Dos días después de la ruptura definitiva con su novio, tras un
prolongadísimo romance platónico, de más de doce años, Marta se miró en
el espejo y sólo vio su propia belleza rodeada de un entorno difuso,
casi inexistente. El dolor no se reflejaba. Sus cabellos lacios,
oscuros, caían con elegancia, salvo dos mechones que cubrían
parcialmente uno de sus ojos, claros, bien contorneados pero sin brillo,
sólo con tristeza lastimada.
Giró su cabeza en busca de algo, sin saber qué, pues había imaginado
que una sombra fría se acercaba para abrazarla. No había nadie, nada se
movía, sólo silencio y la luz encendida del baño. El calor aumentaba y
una ligera sudoración apareció sobre su rostro tan suave, tan rosado y
ella se refrescó con el agua que fluía sin cesar. Repitió la mira-da y
se renovó la visión de un medio cuerpo. Se notó hermosa, bien
proporcionada, con buen porte, pechos armoniosos, cuello distinguido,
boca equilibrada y sabrosa, cabellos que ocultaban las orejas con gracia
femenina. Pudo contemplar los contornos que afirmaban su presencia
atractiva. Quiso sonreír y no pudo. Quiso ver más allá y tampoco lo
logró ya que un desasosiego, con movimientos inseguros, caminaba muy
cerca del corazón memorioso y la futura sonrisa se transformó en una
única lágrima.
Cerró la puerta y apagó la luz antes de caer, sin fuerzas, sobre la cama en donde, unos minutos antes, había llorado.
Hacía veintisiete años que respiraba, que vivía y ya dos días que le
costaba ser. La confusión, tras el adiós de su amor, no la abandonaba.
Había anidado en su cuerpo, en su mente. Todo se negaba a existir, nada
le interesaba. Sólo quería descubrir las extrañas sensaciones invasoras,
inexistentes cuando compartía su vida con él.
Sola, alejada de su familia, por una vieja imposición de su pareja, a
unas semanas de la ruptura, muy descompuesta y desolada fue a una
consulta médica y con pastillas en los bolsillos regresó a la cama,
regresó al espejo. La hermosura externa permanecía intacta, también su
figura seductora y juvenil.
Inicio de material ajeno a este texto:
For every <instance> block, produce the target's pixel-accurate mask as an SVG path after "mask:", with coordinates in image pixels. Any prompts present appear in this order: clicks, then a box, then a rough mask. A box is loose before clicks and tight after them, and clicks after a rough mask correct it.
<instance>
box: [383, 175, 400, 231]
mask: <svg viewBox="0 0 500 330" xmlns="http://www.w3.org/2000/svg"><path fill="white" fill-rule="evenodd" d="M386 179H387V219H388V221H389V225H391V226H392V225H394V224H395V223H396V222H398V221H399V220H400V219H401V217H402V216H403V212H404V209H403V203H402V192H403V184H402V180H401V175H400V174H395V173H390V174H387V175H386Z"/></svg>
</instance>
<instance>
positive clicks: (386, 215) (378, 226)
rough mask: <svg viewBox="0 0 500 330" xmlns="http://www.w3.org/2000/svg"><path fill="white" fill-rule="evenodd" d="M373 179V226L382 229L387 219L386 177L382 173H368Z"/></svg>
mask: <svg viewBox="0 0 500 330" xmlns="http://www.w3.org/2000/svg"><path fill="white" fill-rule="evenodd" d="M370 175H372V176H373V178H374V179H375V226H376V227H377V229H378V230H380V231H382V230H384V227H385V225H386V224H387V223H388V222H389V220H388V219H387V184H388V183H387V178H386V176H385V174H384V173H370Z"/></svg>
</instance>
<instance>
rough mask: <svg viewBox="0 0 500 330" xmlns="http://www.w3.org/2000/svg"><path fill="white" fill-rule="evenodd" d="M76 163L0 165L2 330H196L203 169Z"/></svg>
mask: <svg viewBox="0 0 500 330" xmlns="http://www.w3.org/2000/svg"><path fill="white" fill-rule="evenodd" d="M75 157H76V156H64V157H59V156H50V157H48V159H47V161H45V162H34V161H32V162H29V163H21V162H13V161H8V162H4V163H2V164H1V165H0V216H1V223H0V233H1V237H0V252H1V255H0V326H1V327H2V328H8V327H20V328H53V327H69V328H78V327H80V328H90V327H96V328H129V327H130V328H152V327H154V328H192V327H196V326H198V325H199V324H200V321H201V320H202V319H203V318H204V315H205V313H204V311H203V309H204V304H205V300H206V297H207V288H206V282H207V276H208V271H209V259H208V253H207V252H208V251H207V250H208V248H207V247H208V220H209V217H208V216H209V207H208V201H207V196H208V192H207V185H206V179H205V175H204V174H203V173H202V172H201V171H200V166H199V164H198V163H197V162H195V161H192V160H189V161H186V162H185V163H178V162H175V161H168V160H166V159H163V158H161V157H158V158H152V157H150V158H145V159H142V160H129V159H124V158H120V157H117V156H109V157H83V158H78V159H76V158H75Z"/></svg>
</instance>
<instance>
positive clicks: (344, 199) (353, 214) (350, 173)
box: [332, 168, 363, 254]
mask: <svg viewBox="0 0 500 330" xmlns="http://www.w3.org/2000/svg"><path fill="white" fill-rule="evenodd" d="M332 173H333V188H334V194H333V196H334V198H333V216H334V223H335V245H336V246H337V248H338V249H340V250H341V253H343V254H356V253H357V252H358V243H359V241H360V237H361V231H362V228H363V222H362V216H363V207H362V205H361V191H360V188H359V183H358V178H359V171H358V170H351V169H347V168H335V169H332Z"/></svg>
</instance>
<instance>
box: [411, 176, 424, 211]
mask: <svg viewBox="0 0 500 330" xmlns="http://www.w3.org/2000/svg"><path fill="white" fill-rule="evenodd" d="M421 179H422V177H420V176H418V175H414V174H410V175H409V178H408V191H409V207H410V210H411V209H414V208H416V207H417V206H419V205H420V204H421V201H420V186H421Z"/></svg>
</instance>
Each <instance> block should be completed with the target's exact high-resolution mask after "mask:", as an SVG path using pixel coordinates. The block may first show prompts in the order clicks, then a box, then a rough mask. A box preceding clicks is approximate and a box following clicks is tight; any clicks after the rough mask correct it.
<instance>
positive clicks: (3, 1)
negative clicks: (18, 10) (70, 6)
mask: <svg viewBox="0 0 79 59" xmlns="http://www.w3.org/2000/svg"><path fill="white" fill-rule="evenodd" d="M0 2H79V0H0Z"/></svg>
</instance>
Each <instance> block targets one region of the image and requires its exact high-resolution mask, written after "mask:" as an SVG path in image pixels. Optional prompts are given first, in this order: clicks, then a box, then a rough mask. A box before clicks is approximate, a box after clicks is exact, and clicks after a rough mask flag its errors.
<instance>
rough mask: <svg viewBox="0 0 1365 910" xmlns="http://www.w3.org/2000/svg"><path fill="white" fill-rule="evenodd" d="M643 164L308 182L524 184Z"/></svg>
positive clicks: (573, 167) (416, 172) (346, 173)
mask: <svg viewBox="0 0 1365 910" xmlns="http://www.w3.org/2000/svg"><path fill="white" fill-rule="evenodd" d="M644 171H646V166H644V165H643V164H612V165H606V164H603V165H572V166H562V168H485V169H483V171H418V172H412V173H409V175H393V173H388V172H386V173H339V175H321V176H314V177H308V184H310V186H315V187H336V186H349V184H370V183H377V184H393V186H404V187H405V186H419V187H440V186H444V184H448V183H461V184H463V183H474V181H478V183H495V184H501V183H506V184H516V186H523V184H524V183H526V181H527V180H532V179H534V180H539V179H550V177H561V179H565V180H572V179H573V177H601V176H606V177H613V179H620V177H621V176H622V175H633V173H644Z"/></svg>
Se sabía propietaria de una lindeza
indeleble y con una suave mueca de sus labios perfectos, Marta murmuró
entre dientes: “Sólo hermosa por fuera”.
Internada en el principal hospital de la ciudad, los profesionales
estudiaban con ahínco y sorpresa tal enfermedad ausente de
manifestaciones en la piel de ese cuerpo tan apuesto. Análisis y
estudios se repetían, diagnósticos, remedios y tratamientos cambiaban y
se alternaban. La preciosidad visible se mantenía y el deterioro interno
se agravaba mientras Marta pedía a las enfermeras un espejo. No se
conformaba con lo que ese trozo de vidrio le devolvía, ella necesitaba
conocer en detalle su dolor, sus desequilibrios. Ese espejo no bastaba,
no servía y pedía otro.
Un día, ya casi agonizante, pero bonita como siempre, balbuceó sin
energía: “Hernán”. Un médico le preguntó quien era y con esfuerzo, bien
cerca de aquellos, labios llenos de vida y de alegría, escuchó: “mi
amor”.
Lo buscaron: estaba de viaje, regresaría en unos pocos días más.
Esperaron y pro-metieron a la bella mujer, que alguien, pronto, la
visitaría. Ella, incrédula, se miraba en espejos, buscaba sus
angustias, sus tormentos..
Llegó él. Se miraron. Él la abrazó y ella, sin fuerzas, apenas sonrió
al ver que en uno de los espejos se reflejaba su corazón vacío. También
notó que su delicado rostro, se afeaba, que sus cabellos se
ensortijaban y que en sus ojos amanecía la muerte.